ACOSTA: Should the president ask for his resignation?
PAUL: I can't imagine how he can regain his credibility. When you lie, when you, frankly, come in front of the Senate and a senator asks you a direct question, which, by the way, he was warned of, according to Senator Wyden's office, they called the director of National Intelligence and said, we are going to ask you this question. So even though he was told in advance he would get the question, he still lied in a public hearing. I think there needs to be an open debate and Americans need to decide, are you willing to give up the data on all of your phone calls every day, all the time, because of your fear for terrorism, or, do you think, like I do, that you can catch terrorists and have the Bill of Rights at the same time? I frankly think you can have both.
ACOSTA: So should Mr. Clapper resign, do you think?
PAUL: Well, you know, the president has to decide that. I don't get a choice to decide. Mr. Clapper --
ACOSTA: If you were president, would you ask for his resignation?
PAUL: Yes. He would not work in my administration, because the thing is is that we have to be able to trust our officials. And when you're doing this and when you have the ability to completely destroy people's lives, you have the ability to actually kill people overseas, I would think that you really have to have the utmost trust. And I think he's lost our trust by lying to us.
ACOSTA: You're obviously laying the groundwork for a presidential run, uh, Senator Paul. How do you plan on capturing your party's nomination when your views on some of these issues are at odds with people like Dick Cheney and some of the hawks in your party on surveillance?
PAUL: Well, you know, there was a poll out just this week that said well over 60 percent of Republicans think the NSA has gone too far, that they think your private phone calls and your records, you should have to have a warrant. And so I think as we have a fuller debate on these discussions, you're going to find that not only Republicans are with me on this issue, the youth are. President Obama lost 20 points among the young voters in the last month. And the reason he did so is because they see him now as a hypocrite who's unwilling to defend the privacy of the Internet. I think issues like this resonate beyond the Republican label. And I think they're going to help us become a bigger national party. And --
PAUL: - Republicans will find out that I will and I do say that we do everything we can to protect our country, consistent with our Constitution. That's what we're defending.

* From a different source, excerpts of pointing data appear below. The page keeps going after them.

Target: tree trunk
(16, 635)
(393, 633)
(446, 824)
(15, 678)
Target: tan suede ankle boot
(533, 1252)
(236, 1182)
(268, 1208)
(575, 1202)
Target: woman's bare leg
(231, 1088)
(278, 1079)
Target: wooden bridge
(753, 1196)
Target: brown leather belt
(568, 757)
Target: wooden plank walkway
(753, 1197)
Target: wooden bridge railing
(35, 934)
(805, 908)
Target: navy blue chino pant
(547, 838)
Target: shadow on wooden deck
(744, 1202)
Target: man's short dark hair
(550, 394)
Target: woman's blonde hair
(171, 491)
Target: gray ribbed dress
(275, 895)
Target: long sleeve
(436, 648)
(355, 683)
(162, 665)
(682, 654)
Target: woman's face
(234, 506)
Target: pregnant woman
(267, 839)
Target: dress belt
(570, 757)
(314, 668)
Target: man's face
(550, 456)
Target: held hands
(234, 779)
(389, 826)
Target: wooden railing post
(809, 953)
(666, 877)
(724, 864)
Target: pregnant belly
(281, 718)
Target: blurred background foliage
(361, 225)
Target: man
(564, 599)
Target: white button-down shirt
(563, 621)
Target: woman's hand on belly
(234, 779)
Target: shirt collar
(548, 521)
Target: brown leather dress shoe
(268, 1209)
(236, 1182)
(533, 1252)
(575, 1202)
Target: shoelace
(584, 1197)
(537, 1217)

ACOSTA: And I just wanted to ask you, "The Washington Post," uh, came out with an item today. Chris Cillizza with "The Fix" described you as "the most interesting man in the political world." I don't know if you drink Dos Equis, but you are being held up there with the most important thing man in the world. And then "The New Republic" described you as President Rand Paul, not being very subtle there. You are running for president, right?
PAUL: Well, you know, I think those are compliments, but I - you know, I think that I try to be genuine and honest and as a position, I look at things, I see problems in our country and I want to fix them regardless of whether it's a Republican or Democrat label who's supporting them, whether or not what I do in the future - we're about a year away from making a decision. But I do want to help the Republican Party grow and be more inclusive of people of all races and all walks of life, with tattoos, without tattoos. I want everybody to think they have a place in our party. So I am trying to make the party bigger.
ACOSTA: All right, very good. Uh, thanks very much, Senator Rand Paul, for your time. We appreciate it.